# YO McFortner....



## Sam Leccia (Apr 14, 2007)

You were selected by a few to receive my "First Big Bomb of 2008".

Well, I decided NOT to send it to you....INSTEAD...

I am sending you 42 cigars of your very own private blend. I rolled these in Nicaragua to hone my blending and rolling skills.

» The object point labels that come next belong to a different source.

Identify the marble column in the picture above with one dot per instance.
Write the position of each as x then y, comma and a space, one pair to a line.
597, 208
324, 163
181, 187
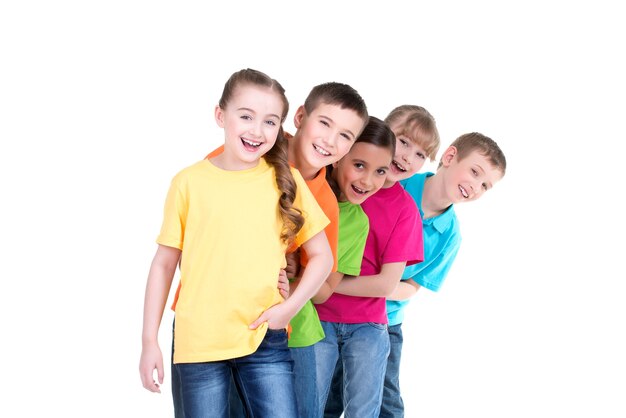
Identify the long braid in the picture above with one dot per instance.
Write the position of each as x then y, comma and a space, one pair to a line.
291, 216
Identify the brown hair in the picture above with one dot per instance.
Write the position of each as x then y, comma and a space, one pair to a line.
376, 132
277, 156
474, 141
339, 94
418, 125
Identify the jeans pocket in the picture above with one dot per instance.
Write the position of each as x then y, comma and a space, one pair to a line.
381, 327
275, 338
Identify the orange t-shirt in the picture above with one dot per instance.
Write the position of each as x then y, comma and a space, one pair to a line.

With the exception of the 5 I kept, these are the only ones in existance. They are Maduro and a bit on the mild side.

ENJOY!

Also: please confirm that your address in your profile is correct, I read before that you may be moving...


----------



## bobaganoosh (Sep 20, 2007)

sam, that is just cool as hell! Congrats Mc Fortner... I'm jelous!


----------



## JoeyBear (Jul 31, 2007)

Very nice, Sam!!!


----------



## MMarsden (Nov 29, 2007)

Wow! That's amazing! Can we get some larger pictures?

Lucky guy. I'm jealous.


----------



## terrasco-cl (Mar 4, 2007)

Sweet! That is a special bomb! Hand rolled by one of our very own.


----------



## JohnR (Apr 1, 2007)

I think Sam needs to include a certificate of authenticity just in case he becomes the next Don Pepin Garcia!


----------



## GoinFerSmoke (Jan 1, 2007)

That is cool. McFortner you are my new bestest buddy! lol


----------



## Sam Leccia (Apr 14, 2007)

JohnRider said:


> I think Sam needs to include a certificate of authenticity just in case he becomes the next Don Pepin Garcia!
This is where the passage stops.